Question: If vectors $\vec{A}=\cos \omega t \hat{i}+\sin \omega t \hat{j}$ and $\vec{B}=\cos \frac{\omega t}{2} \hat{i}+\sin \frac{\omega t}{2} \hat{j}$ are functions of time, then the value of $t$ at which they are orthogonal to each other is#

A) $t=\frac{\pi}{\omega}$

B) $t=0$

C) $t=\frac{\pi}{4 \omega}$

D) $t=\frac{\pi}{2 \omega}$

Answer: $t=\frac{\pi}{\omega}$#

Sol:#

Two vectors $\bar{A}$ and $\bar{B}$ are orthogonal to each other, if their scalar product is zero i.e. $\bar{A}$. $\bar{B}=0$.
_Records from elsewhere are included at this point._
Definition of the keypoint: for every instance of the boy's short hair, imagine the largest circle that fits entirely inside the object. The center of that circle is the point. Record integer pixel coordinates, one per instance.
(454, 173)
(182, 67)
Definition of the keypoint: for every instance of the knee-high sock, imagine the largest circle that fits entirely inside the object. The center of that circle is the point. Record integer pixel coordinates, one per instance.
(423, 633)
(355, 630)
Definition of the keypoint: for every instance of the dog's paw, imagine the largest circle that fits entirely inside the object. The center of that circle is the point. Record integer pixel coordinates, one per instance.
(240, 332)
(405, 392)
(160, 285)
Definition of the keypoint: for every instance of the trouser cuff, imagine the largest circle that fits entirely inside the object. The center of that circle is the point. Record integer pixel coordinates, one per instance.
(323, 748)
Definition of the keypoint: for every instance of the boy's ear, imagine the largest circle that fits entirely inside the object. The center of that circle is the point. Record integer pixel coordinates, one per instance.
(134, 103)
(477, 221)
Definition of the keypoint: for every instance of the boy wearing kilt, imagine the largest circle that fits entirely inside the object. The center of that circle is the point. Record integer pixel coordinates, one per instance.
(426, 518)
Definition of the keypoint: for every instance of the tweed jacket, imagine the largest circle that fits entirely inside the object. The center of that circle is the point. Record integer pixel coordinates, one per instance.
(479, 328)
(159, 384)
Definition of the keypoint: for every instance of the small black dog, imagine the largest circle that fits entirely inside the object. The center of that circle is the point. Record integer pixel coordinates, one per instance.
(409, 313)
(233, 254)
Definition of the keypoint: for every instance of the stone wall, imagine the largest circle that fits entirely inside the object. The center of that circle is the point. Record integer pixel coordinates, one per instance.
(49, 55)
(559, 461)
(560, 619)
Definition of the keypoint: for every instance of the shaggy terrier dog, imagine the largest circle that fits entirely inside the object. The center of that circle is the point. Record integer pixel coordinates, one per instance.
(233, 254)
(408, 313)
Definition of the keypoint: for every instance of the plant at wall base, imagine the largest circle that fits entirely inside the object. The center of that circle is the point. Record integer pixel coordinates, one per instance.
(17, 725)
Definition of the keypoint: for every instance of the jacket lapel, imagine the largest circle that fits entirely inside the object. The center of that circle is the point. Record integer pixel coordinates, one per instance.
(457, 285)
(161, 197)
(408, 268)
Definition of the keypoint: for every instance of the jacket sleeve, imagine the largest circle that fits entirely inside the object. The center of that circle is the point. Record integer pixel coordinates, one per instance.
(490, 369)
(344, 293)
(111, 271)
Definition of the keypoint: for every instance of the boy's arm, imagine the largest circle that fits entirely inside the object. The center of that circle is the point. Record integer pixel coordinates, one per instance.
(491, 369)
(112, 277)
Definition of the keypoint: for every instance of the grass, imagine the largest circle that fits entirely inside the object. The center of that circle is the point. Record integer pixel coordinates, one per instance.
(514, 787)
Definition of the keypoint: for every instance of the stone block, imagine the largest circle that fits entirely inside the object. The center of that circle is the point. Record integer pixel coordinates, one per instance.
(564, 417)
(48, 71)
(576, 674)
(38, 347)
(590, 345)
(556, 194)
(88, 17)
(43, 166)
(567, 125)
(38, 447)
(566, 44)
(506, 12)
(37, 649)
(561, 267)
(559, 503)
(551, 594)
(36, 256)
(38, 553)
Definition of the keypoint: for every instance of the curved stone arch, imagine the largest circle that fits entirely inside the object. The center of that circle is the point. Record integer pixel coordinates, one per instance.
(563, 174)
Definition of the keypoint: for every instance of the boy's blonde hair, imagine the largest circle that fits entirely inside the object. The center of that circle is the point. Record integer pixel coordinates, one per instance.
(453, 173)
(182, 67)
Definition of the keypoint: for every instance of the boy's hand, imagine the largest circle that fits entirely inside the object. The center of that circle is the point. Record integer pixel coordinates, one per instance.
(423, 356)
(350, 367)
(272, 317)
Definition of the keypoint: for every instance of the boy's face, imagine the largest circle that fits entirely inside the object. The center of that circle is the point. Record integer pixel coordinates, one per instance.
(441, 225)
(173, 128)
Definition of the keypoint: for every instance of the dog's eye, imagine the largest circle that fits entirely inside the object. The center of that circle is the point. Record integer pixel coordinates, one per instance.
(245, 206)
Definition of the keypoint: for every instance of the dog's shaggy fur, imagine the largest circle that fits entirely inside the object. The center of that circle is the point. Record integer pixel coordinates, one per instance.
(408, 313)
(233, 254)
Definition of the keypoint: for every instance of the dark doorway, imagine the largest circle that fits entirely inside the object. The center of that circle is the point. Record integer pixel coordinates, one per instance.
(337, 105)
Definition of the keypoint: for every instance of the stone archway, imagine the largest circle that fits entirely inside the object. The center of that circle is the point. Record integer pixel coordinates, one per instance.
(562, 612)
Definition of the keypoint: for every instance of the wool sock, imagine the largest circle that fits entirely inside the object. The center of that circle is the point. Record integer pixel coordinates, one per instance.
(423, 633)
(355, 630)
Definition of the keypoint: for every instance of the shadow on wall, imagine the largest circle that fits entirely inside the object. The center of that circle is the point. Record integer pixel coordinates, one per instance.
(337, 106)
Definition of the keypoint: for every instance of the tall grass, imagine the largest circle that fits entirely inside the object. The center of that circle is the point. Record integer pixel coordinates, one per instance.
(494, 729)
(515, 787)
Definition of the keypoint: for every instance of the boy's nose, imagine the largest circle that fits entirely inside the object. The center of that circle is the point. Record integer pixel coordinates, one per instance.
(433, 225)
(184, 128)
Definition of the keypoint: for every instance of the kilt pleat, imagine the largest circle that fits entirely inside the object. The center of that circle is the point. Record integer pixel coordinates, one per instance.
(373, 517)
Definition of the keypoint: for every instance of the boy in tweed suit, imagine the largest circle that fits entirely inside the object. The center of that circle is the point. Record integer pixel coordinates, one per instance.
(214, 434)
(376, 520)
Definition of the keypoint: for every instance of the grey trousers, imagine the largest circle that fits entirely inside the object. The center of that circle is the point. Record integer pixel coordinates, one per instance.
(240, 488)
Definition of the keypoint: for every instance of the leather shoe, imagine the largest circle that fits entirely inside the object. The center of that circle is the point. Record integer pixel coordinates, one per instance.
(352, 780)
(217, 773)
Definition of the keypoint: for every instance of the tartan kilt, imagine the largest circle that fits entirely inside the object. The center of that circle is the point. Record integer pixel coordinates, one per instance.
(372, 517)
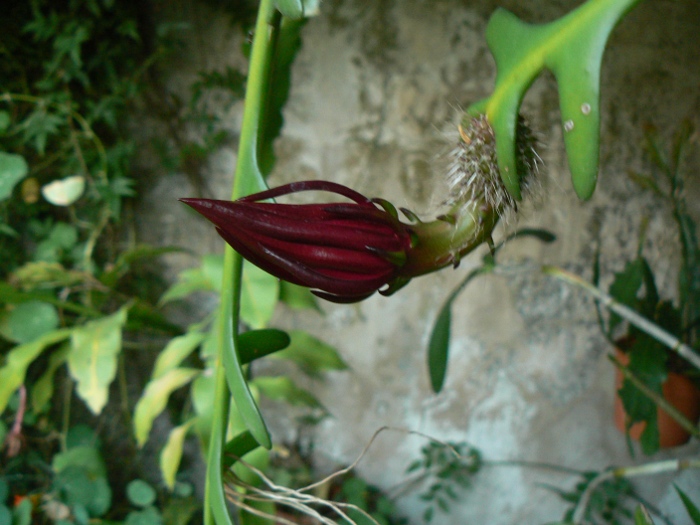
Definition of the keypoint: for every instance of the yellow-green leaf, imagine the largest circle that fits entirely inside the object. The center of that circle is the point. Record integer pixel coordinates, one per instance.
(155, 398)
(18, 360)
(175, 352)
(42, 391)
(92, 360)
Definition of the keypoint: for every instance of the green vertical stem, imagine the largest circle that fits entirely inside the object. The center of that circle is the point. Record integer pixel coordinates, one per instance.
(230, 377)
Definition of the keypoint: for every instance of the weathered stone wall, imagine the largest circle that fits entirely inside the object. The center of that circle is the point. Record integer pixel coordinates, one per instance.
(377, 89)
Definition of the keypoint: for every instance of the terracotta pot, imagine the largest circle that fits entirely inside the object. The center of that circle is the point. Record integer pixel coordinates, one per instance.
(677, 390)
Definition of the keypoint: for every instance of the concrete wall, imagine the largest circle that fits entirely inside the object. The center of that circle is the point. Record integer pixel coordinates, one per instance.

Here, $\bar{A}=\cos \omega t \hat{i}+\sin \omega t \hat{j}$ and $\bar{B}=\cos \frac{\omega t}{2} \hat{i}+\sin \frac{\omega t}{2} \hat{j}$ $$ \begin{aligned} \therefore & \bar{A} \cdot \bar{B}=(\cos \omega t \hat{i}+\sin \omega t \hat{j})\left(\cos \frac{\omega t}{2} \hat{i}+\sin \frac{\omega t}{2} \hat{j}\right) \ = & \cos \omega t \cos \frac{\omega t}{2}+\sin \omega t \sin \frac{\omega t}{2} \ & (\because \hat{i} \cdot \hat{i}=\hat{j} \cdot \hat{j}=1 \text { and } \hat{i} \cdot \hat{j}=\hat{j} \cdot \hat{i}=0) \ = & \cos \left(\omega t-\frac{\omega t}{2}\right) \ & (\because \cos (A-B)=\cos A \cos B+\sin A \sin B) \end{aligned} $$

But $\bar{A} \cdot \bar{B}=0$ (as $\bar{A}$ and $\bar{B}$ are orthogonal to each other) $$ \begin{aligned} & \therefore \cos \left(\omega t-\frac{\omega t}{2}\right)=0 \ & \cos \left(\omega t-\frac{\omega t}{2}\right)=\cos \frac{\pi}{2} \text { or } \omega t-\frac{\omega t}{2}=\frac{\pi}{2} \ & \frac{\omega t}{2}=\frac{\pi}{2} \text { or } t=\frac{\pi}{\omega} \end{aligned} $$